Samuel Hinton: Yeah, so the postdoc is to investigate dark energy and dark matter primarily using two different probes of the universe. The first being Type 1a Supernova and the second being the large scale structure of the universe. To give a very, very tortured and brief intro to both of them. Type 1a Supernova are sort of exploding star that explode around the same brightness every time. What you can do is you can use them to map out the history of the universe, because remember, light takes time to travel. A galaxy that has a supernova that we see that’s a billion light years away, well, that supernova exploded a billion years ago.

Samuel Hinton: Because they’re all the same brightness, it means we can figure out how far away that galaxy is by how dim the supernova is. If you have a light and you start walking away, if you walk twice as far away, the dimness of the light is now a quarter, because the light is spreading out to cover the area of a sphere, the sphere 4pi R squared. The idea is with this standard candle, we can map out the evolution of the universe.
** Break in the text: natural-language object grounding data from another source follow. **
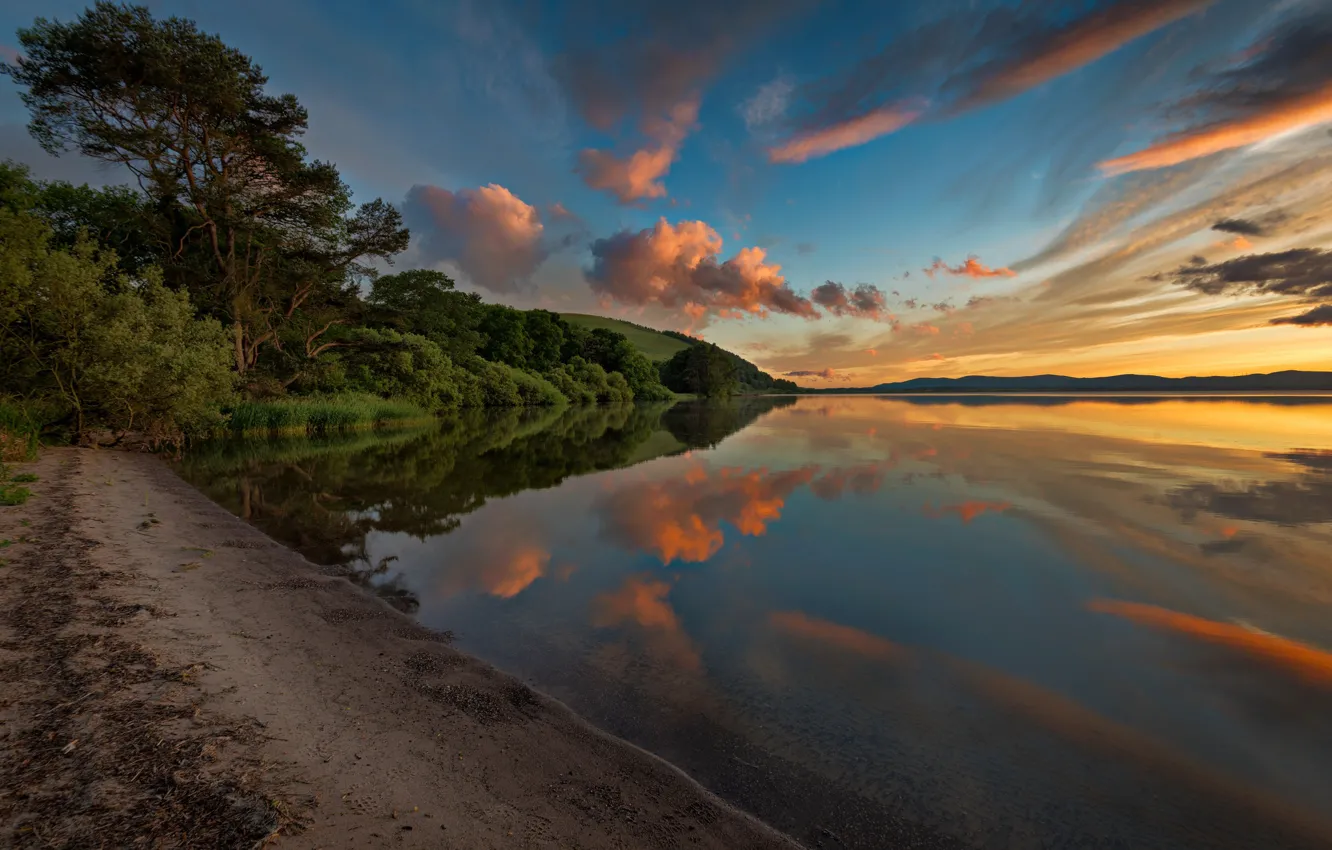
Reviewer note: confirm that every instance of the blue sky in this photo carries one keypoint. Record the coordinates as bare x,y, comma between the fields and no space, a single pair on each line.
995,127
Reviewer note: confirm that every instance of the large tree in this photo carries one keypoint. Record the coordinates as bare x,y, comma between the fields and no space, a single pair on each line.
256,231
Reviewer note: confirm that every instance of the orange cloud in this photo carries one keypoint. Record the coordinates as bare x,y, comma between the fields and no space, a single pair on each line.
861,480
837,636
849,133
640,176
971,268
675,265
969,510
509,578
1282,117
1306,661
642,601
679,520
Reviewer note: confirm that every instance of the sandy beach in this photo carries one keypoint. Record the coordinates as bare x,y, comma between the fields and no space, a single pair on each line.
172,677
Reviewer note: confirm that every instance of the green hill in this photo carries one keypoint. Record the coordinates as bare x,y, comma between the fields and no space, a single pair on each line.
653,344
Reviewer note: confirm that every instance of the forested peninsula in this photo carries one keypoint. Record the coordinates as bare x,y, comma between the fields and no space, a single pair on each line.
233,284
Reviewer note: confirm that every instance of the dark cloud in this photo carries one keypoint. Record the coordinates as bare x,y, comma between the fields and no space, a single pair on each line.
1320,315
1300,272
492,235
1239,225
1304,501
865,301
678,267
967,60
1283,83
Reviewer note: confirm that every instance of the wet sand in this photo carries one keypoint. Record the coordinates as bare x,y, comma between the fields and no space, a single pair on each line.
171,676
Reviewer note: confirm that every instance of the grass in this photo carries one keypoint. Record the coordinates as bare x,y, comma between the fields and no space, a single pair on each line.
654,345
321,415
12,494
19,432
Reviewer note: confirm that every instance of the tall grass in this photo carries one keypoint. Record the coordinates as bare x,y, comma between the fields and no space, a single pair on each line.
20,429
321,415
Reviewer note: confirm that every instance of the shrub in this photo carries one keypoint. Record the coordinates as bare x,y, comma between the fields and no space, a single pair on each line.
317,415
536,391
570,388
Samuel Hinton: The evolution of the universe changes depending on the properties of dark energy and dark matter. The better we can constrain the evolution, the better we can determine the properties of those mysterious components. Then hopefully, a theoretician will come along and say, “I propose dark energy is this with these properties.” We say, “That works or that doesn’t work.” At the moment, the leading one is Einstein, who just said, “Dark energy is probably just if space itself, empty space, had energy, turns out that fits with everything.”

Samuel Hinton: We just don’t know why it should have energy. You take quantum mechanics and you calculate how much energy the empty vacuum should have, it’s not zero, right? Quantum mechanics says there should be energy, but it says there should be so much more energy, 100 magnitude more energy than we observe, which is catastrophically wrong.
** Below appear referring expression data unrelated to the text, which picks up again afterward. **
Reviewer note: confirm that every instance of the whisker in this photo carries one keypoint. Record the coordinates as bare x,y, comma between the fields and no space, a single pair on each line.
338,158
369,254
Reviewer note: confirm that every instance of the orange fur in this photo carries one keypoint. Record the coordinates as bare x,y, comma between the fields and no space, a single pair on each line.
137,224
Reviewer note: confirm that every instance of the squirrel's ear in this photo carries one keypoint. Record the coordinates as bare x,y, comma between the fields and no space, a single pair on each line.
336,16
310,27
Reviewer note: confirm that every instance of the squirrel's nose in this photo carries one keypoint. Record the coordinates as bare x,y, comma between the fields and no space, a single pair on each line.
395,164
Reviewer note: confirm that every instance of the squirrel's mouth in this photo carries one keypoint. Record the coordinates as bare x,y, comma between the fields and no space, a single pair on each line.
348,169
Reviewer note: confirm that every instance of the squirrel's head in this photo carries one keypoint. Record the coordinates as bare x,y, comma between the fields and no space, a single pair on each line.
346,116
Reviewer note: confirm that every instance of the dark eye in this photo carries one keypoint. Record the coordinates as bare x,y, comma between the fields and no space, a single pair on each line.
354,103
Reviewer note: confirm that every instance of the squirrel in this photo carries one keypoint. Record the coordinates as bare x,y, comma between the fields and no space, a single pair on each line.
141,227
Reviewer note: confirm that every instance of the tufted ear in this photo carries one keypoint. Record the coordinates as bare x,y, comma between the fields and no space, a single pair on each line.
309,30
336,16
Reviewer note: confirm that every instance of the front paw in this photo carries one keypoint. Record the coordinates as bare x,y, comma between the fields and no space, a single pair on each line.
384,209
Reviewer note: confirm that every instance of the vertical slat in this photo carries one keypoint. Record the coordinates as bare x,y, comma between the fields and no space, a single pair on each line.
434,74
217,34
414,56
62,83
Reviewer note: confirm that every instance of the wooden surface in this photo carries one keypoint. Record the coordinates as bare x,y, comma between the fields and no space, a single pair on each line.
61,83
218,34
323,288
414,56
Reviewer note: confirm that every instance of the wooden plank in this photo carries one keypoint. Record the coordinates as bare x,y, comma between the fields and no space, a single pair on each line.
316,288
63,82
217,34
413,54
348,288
Samuel Hinton: The second thing, the second probe is large scale structure. Let’s see, what’s the easy way to explain that? The universe is big now. In space, no one can hear you scream. That’s true. Remember, the universe is expanding. If we go back in time, the universe gets smaller and smaller but the amount of stuff doesn’t decrease. The amount of stuff stays the same, but it’s now in a much smaller volume. Space goes from being empty to being filled with stuff like Earth’s atmosphere. It goes to be thick and dense and it becomes a fluid. Because [crosstalk 01:05:23].

Samuel Hinton: Yeah. If you go all the way back to right after the Big Bang, space looks like a fluid. It’s got so much stuff in it and space is smaller, it acts like a fluid. What that means is, well, quantum mechanics says that right after the Big Bang, some parts of the universe have just a little bit more energy than other parts. Energy, mass, light, they’re all the same thing at this point in time, so it has a bit more stuff.

Samuel Hinton: Imagine you blow up a balloon in the atmosphere. That balloon, the area inside the balloon, has more air than outside. You pop it, you get rid of that elastic shell and what happens? You hear the pop, the air spreads out. It’s a little shock wave. It’s generally not a shock wave because it’s just air pressure moving. It’s a sound wave. It’s an acoustic wave. You have these in the early universe. You have these acoustic waves from these over dense regions spreading out.

Samuel Hinton: Imagine, it’s like you’ve got a still lake and it starts to rain, you can see all the ripples from the raindrops spreading out. That’s what the early universe looks like. I’m taking a little bit of time here, but space was a fluid back then and it’s not a fluid now, which means at some point, it went from a fluid to not a fluid. This actually happens incredibly quickly in astronomical terms. We’re not talking billions of years or millions of years. We’re talking thousands of years, very quickly.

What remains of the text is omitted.